REPUBLIKA.CO.ID, HONG KONG — Kegiatan di Bandara Internasional Hong Kong telah dibuka kembali pada Selasa (13/8) pagi, setelah sempat ditangguhkan sejak Senin (12/8) menyusul aksi protes yang digelar massa di terminal kedatangan. Namun, pihak berwenang mengatakan puluhan penerbangan menuju kota tersebut masih akan terdampak dengan situasi itu.
Operasi di salah satu bandara tersibuk di dunia itu dilanjutkan dan menurut laporan di situs web bandara Hong Kong, beberapa penerbangan telah diberangkatkan dan mendarat di sana. Sementara puluhan lainnya tetap dibatalkan atau ditunda, tanpa pemberitahuan lebih lanjut hingga kapan.
Ribuan demonstran menggelar aksi protes secara damai di bandara sebagai bentuk perlawanan terhadap pemerintah. Namun, saat ini peserta yang terlihat berpakaian serba hitam itu telah mulai membersihkan poster dan perlengkapan yang mereka bawa dalam unjuk rasa tersebut.
Meski demikian, sebuah grafiti yang di antaranya tertulis dengan ‘an eye for an eye’ masih terlihat belum dibersihkan. Grafiti tersebut merujuk pada seorang pengunjuk rasa yang ditembak oleh polisi dalam aksi protes sebelumnya dan ia dilaporkan harus kehilangan fungsi penglihatannya di salah satu mata.
Penyelenggara protes mengatakan demonstrasi akan kembali dilanjutkan di bandara untuk memperlihatkan kepada masyarakat internasional tentang erosi demokrasi dan perpanjangan tangan Pemerintah China atas Hong Kong yang merupakan kota otonom. Rencananya aksi itu digelar pada hari yang sama, meski belum diketahui secara pasti akan dilakukan pada pukul berapa.

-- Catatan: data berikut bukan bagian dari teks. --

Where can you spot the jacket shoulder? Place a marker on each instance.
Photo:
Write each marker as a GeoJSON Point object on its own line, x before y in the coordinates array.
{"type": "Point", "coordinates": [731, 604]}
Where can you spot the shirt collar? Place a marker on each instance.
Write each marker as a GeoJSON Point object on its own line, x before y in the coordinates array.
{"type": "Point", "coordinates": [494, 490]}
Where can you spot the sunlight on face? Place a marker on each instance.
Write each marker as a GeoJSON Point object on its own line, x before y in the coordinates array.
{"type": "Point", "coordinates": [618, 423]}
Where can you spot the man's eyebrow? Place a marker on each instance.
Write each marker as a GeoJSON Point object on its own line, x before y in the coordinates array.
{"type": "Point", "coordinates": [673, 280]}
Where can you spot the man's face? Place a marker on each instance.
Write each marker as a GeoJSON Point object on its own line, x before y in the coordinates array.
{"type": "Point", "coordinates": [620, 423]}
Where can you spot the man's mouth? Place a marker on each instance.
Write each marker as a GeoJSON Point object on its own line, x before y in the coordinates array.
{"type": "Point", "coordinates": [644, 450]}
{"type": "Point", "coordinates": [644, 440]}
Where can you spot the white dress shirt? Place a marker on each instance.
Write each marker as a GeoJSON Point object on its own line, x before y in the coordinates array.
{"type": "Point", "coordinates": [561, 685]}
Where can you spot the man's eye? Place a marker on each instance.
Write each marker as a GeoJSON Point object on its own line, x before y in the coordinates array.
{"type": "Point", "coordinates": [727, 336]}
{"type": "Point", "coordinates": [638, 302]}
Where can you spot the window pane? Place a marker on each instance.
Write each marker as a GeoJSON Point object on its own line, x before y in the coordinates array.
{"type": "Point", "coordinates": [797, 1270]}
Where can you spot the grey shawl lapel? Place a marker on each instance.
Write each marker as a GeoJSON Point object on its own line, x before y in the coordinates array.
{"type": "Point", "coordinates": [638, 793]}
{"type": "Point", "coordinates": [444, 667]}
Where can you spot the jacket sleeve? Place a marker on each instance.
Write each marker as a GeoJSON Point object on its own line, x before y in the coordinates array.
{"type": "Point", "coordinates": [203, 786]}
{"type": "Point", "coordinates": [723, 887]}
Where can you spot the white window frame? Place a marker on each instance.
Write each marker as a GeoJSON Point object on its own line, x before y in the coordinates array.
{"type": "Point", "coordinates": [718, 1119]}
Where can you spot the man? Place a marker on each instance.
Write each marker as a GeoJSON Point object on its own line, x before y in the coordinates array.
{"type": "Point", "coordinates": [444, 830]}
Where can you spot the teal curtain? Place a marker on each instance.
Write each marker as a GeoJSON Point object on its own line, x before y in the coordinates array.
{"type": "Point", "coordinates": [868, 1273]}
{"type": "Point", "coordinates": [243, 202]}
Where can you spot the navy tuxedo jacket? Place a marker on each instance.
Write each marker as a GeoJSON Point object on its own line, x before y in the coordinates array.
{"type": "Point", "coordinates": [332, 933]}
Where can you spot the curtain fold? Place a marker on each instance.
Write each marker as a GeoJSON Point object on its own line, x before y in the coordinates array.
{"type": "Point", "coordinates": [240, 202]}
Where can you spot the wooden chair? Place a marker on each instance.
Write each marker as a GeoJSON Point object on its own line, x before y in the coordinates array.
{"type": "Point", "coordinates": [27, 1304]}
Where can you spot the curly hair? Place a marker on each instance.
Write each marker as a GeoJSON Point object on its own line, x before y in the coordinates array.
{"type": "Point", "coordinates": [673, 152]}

Pengunjuk rasa juga mengeluhkan maskapai penerbangan Hong Kong, Cathay Pacific yang melarang anggota staf dari perusahaan mereka mendukung protes ilegal. Jika ada yang turut serta dalam demonstrasi yang dianggap ilegal, maka sanksi pemecatan akan dilakukan.
Aturan baru dari Cathay Pacific datang setelah Pemerintah China mengumumkan larangan bahwa anggota staf maskapai yang terlibat dalam protes Hong Kong tidak boleh terbang di wilayah China daratan. Selama hampir 10 pekan, demonstrasi besar-besaran berlangsung di kota yang menjadi salah satu wilayah khusus administratif Negeri Tirai Bambu.
Gelombang demonstrasi Hong Kong dipicu Rancangan Undang-undang (RUU) Ekstradisi yang dianggap sebagai upaya untuk memperluas dan memperkuat pengaruh Bejing atas kota itu. Dengan ketentuan dalam RUU tersebut, orang-orang yang dianggap melakukan kejahatan dapat diadili secara langsung di China daratan.
Protes menentang undang-undang ekstradisi sejak itu berubah menjadi gerakan yang lebih luas terhadap pemerintah Hong Kong, kebrutalan polisi dan perambahan Beijing pada otonomi kota. Aksi tersebut menjadi salah satu krisis politik paling serius, sejak Hong Kong dikembalikan ke China oleh Inggris pada 1997, dengan ketentuan ‘satu negara dua sistem’ yang berarti Hong Kong dapat mempertahankan hak-hak khusus untuk kota tersebut.
Kekhawatiran terhadap kekerasan semakin meningkat menyusul pernyataan Pemerintah China dari Kantor Urusan Hong dan Makau yang mengatakan bahwa aksi protes yang terjadi mulai menunjukkan ke arah terorisme. Pihaknya menilai situasi ini merupakan ancaman eksistensial terhadap penduduk.
"Seseorang harus mengambil tindakan tegas terhadap aksi kriminal yang kejam ini, serta tidak menunjukkan keringanan hukuman atau belas kasihan," demikian bunyi pernyataan itu.
Sejumlah pakar hukum telah memperingatkan penunjukan peserta demonstrasi sebagai teroris mungkin menandakan niat China untuk memanfaatkan undang-undang anti-teror. Diyakini undang-undang tersebut diperluas, sehingga polisi dan pasukan keamanan dapat bertindak keras terhadap para demonstran di Hong Kong.